The lawsuit cites some state-specific and region-specific concerns. For example, in California, where most Alaska oil is refined, ANWR oil would increase the production of health-damaging pollutants like carbon monoxide, benzene, formaldehyde and arsenic, the lawsuit says. For coastal states, “ocean acidification through the ocean’s absorption of excess carbon dioxide in the atmosphere and warming water temperatures threaten natural resources and vital fisheries, including oysters, cod, lobster, and other marine life that play vital roles in the states’ economy and culture,” it says.
A statement from the Department of the Interior defended the administration’s leasing plan.
“This is a congressionally mandated energy development program that leaves 92 percent of the refuge completely off-limits to development. The lawsuit is politically motivated and meritless, and we will see them in court,” the statement said.
The 2017 federal tax overhaul legislation signed by President Trump included a provision requiring at least two lease sales in the refuge’s coastal plain. The first of those lease sales has not yet been scheduled.
The states’ lawsuit is the fourth filed so far that challenges the Trump administration plan for refuge oil leasing. All have been filed in U.S. District Court in Anchorage.
Also filed on Sept. 9 was a lawsuit by Gwich’in tribal governments in Venetie and Arctic Village, Alaska.

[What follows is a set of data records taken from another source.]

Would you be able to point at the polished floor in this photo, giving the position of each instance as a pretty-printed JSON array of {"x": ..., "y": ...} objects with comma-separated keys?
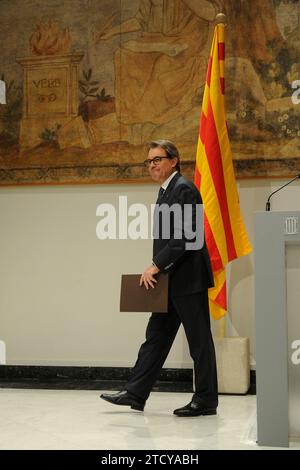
[{"x": 56, "y": 419}]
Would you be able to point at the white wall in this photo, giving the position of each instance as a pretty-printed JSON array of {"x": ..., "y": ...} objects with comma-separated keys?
[{"x": 59, "y": 284}]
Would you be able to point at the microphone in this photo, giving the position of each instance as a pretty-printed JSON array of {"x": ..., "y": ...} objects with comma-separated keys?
[{"x": 268, "y": 204}]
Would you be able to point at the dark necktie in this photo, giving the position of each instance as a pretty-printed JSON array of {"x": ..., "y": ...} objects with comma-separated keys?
[{"x": 160, "y": 195}]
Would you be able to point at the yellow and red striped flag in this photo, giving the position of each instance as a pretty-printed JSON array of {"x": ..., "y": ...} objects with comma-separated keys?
[{"x": 225, "y": 232}]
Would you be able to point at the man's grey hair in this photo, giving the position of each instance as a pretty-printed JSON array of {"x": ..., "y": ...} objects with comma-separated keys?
[{"x": 170, "y": 149}]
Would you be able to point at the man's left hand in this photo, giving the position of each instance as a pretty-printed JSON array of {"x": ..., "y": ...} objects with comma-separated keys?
[{"x": 147, "y": 278}]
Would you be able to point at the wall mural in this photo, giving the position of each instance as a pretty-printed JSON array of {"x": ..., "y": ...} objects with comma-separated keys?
[{"x": 90, "y": 82}]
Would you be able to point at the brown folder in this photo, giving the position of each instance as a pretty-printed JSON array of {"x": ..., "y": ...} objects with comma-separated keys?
[{"x": 136, "y": 298}]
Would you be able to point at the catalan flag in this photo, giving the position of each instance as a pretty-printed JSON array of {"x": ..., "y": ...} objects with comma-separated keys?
[{"x": 225, "y": 233}]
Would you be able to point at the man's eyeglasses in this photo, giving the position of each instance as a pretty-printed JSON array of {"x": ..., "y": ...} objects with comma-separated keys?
[{"x": 154, "y": 160}]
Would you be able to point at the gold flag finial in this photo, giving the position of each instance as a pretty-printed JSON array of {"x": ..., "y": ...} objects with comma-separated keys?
[{"x": 221, "y": 18}]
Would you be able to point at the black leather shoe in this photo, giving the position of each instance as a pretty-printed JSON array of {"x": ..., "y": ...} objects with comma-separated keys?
[
  {"x": 124, "y": 398},
  {"x": 195, "y": 409}
]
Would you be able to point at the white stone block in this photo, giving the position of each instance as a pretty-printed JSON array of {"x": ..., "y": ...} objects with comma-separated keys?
[{"x": 233, "y": 364}]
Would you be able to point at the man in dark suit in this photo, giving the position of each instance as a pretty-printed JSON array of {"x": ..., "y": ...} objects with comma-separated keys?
[{"x": 190, "y": 276}]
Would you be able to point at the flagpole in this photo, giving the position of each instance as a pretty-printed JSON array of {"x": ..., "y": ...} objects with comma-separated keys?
[{"x": 221, "y": 19}]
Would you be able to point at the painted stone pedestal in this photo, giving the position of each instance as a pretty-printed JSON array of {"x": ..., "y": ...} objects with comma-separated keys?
[{"x": 50, "y": 95}]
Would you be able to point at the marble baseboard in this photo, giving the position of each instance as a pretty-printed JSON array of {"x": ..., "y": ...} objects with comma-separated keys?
[{"x": 93, "y": 378}]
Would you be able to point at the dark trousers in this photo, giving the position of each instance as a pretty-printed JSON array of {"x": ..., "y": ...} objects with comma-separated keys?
[{"x": 193, "y": 312}]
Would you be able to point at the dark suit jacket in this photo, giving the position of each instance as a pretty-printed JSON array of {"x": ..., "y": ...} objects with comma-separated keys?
[{"x": 189, "y": 270}]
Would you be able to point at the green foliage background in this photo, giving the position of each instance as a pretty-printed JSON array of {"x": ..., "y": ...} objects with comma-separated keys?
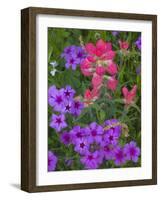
[{"x": 103, "y": 108}]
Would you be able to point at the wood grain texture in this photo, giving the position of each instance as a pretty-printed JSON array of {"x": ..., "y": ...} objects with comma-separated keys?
[{"x": 28, "y": 98}]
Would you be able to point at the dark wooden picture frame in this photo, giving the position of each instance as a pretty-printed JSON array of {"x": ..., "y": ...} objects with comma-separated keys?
[{"x": 28, "y": 98}]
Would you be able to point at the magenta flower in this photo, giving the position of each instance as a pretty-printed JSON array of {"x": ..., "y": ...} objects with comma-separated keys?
[
  {"x": 58, "y": 122},
  {"x": 58, "y": 99},
  {"x": 129, "y": 96},
  {"x": 115, "y": 33},
  {"x": 65, "y": 138},
  {"x": 111, "y": 136},
  {"x": 132, "y": 151},
  {"x": 68, "y": 92},
  {"x": 51, "y": 93},
  {"x": 52, "y": 161},
  {"x": 112, "y": 83},
  {"x": 108, "y": 151},
  {"x": 77, "y": 107},
  {"x": 91, "y": 160},
  {"x": 138, "y": 43},
  {"x": 96, "y": 132},
  {"x": 81, "y": 146},
  {"x": 67, "y": 106},
  {"x": 119, "y": 156},
  {"x": 78, "y": 133}
]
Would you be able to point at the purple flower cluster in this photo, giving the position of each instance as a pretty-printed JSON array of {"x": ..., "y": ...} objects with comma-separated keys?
[
  {"x": 52, "y": 161},
  {"x": 138, "y": 43},
  {"x": 62, "y": 101},
  {"x": 96, "y": 144},
  {"x": 73, "y": 56}
]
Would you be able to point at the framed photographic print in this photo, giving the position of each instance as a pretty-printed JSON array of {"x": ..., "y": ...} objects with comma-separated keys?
[{"x": 89, "y": 99}]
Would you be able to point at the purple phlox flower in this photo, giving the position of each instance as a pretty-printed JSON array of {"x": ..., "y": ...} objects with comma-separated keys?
[
  {"x": 58, "y": 100},
  {"x": 91, "y": 160},
  {"x": 68, "y": 92},
  {"x": 67, "y": 106},
  {"x": 73, "y": 56},
  {"x": 108, "y": 151},
  {"x": 132, "y": 151},
  {"x": 115, "y": 33},
  {"x": 138, "y": 70},
  {"x": 68, "y": 162},
  {"x": 51, "y": 94},
  {"x": 77, "y": 107},
  {"x": 96, "y": 132},
  {"x": 52, "y": 161},
  {"x": 81, "y": 146},
  {"x": 77, "y": 133},
  {"x": 138, "y": 43},
  {"x": 115, "y": 126},
  {"x": 80, "y": 54},
  {"x": 58, "y": 122},
  {"x": 65, "y": 138},
  {"x": 119, "y": 156}
]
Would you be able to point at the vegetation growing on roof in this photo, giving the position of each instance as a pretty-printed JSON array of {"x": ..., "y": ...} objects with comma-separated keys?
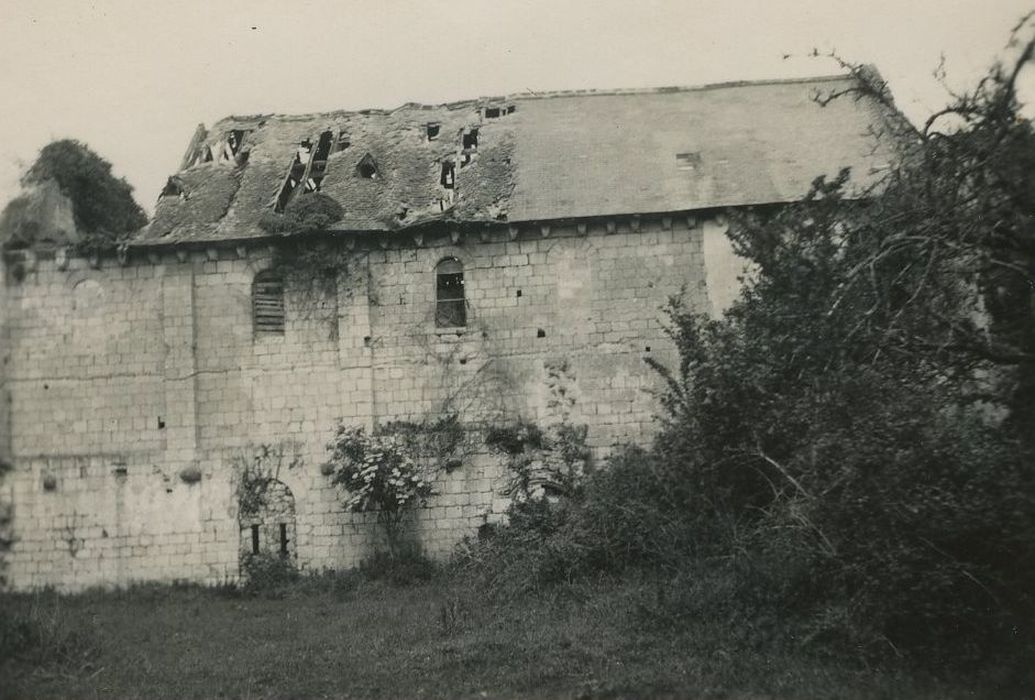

The tribes are represented by the Native American Rights Fund. Gwich’in concerns focus largely on impacts to the Porcupine Caribou Herd, one of the largest in North America, but they include other environmental impacts.
Previous lawsuits were filed by two sets of plaintiffs that include the Gwich’in Steering Committee — an Alaska-Canada tribal organization — and several environmental organizations. the lawsuit says. One of those lawsuits cited transboundary impacts in Canada of ANWR oil development.
The 15 states in the new lawsuit and Canadian governments at various levels, from tribal to federal, last year submitted comments to the BLM that criticizing the agency for an alleged failure to analyze transboundary effects of ANWR oil development.